Hartman’s chest felt like it was bursting, what could he say? “Will you send someone to look for her?”
“We’ll send out a teletype.”
“How will a teletype find her?” said Hartman in alarm.
“I have to ask this question,” said the sergeant. “Is your girl on drugs?”
“She’s thirteen years old!”
“Please tell us if she’s on drugs.”
In despair, Hartman hung up without a further word. Mrs. Bialek put her arms around his heaving shoulders, trying to stop him from thinking when would they find the corpse.
In fact, Shirley at the moment was miles away, at the Brooklyn terminus of the subway. At the end of the line, she got off when everyone else got off, and then, seeing a bum on the station, she got back on the train just as the doors closed. But the train did not move. The bum was watching her through the window. He took a slurp from the head of a bottle sticking out of a paper bag. Shirley ran through the empty train to the front, hoping to find the motorman in the first car.
There was no motorman. The train was not going anywhere. And when she looked out on the platform for help, all she saw was the breathless bum, who had run along the platform, laughing.

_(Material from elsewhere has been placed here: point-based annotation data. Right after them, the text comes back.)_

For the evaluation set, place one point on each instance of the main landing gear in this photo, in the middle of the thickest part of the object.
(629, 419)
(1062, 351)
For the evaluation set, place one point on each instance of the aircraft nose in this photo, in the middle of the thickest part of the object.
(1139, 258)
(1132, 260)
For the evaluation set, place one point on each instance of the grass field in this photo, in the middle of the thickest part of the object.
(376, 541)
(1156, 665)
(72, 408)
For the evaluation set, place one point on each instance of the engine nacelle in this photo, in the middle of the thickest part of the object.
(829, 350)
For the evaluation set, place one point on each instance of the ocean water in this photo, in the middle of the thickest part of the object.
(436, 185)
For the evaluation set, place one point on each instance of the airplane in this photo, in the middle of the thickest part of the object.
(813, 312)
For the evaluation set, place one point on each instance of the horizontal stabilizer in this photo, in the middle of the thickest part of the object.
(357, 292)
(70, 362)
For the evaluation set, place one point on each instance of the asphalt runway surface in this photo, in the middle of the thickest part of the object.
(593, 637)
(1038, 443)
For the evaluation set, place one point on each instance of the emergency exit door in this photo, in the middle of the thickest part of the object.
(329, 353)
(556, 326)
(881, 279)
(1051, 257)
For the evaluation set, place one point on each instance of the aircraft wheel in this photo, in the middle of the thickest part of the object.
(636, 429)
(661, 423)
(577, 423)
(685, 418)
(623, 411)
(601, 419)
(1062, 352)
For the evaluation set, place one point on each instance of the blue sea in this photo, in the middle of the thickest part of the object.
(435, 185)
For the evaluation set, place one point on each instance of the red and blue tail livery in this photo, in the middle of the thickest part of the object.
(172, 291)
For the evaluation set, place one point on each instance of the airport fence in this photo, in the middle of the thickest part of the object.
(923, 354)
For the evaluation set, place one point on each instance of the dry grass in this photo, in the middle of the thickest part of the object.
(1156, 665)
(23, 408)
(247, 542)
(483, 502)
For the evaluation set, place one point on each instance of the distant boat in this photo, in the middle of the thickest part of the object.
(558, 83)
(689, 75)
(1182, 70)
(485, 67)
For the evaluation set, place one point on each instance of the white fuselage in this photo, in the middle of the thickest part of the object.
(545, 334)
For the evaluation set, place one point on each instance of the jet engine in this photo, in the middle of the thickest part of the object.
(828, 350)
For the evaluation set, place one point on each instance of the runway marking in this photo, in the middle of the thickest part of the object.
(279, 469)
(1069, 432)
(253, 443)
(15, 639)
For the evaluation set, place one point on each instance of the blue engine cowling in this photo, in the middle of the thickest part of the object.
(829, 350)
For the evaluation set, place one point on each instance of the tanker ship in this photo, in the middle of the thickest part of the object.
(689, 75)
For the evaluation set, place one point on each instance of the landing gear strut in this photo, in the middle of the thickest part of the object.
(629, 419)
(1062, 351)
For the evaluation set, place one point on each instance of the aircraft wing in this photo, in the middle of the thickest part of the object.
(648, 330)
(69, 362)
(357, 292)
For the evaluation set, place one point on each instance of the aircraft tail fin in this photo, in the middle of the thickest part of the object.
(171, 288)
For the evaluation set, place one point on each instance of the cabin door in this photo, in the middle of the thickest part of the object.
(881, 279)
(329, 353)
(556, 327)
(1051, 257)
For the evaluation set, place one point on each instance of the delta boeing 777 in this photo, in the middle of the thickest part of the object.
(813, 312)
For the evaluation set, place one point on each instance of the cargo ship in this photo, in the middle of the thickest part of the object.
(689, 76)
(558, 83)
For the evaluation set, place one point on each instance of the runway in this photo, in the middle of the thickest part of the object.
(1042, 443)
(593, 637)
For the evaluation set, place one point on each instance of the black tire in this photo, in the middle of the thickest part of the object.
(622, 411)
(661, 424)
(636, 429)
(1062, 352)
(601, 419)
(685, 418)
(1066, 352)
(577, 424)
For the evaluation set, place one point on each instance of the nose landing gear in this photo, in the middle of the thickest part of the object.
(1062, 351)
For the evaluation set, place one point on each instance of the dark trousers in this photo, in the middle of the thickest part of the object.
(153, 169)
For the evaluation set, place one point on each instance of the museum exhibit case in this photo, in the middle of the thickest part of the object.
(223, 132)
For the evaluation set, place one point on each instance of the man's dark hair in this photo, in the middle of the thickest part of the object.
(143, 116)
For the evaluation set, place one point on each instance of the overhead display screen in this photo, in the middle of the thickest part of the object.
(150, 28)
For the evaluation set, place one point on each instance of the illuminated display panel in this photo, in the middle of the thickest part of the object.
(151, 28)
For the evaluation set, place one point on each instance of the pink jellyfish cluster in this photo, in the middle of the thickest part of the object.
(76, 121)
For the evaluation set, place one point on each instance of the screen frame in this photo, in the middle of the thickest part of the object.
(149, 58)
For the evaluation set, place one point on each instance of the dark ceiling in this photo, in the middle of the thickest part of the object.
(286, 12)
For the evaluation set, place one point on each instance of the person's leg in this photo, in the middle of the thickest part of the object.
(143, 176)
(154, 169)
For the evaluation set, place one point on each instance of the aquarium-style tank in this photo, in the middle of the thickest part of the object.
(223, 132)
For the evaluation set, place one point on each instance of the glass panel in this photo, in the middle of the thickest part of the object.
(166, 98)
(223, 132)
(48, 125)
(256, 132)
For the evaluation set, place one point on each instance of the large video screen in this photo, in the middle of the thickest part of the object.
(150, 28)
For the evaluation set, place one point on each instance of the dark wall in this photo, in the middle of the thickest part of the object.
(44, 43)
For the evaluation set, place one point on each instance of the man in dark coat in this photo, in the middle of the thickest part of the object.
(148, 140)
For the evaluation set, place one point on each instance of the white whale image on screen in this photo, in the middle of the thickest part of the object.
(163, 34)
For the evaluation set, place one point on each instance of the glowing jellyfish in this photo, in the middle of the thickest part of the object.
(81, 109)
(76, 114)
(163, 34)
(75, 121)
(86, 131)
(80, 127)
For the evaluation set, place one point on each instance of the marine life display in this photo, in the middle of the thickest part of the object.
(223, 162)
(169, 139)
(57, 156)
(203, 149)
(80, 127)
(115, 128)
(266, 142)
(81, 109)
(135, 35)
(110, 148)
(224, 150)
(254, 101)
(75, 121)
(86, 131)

Suddenly the doors all opened, the bum stepped in, but so did a motorman, who looked surprised to see a thirteen-year-old girl alone at that time of night, but not too surprised, since anything can happen on the New York subways. He went into his cab and the bum sat down opposite Shirley.
The train roared off into the darkness of the tunnel. Why had she not behaved with Harry the way he had expected? Why had she returned home early and poked her head into her father’s bedroom? Had God, in retribution, provided the impulse to flee on a subway train so that at the end of the line, this bum who relished young girls would be waiting to tear her legs apart like a wishbone? Would his stiff thing look like the picture in the hygiene book, curving for better aim? Would it matter if he knew she had the curse and had not changed the Kotex since before leaving for the dance?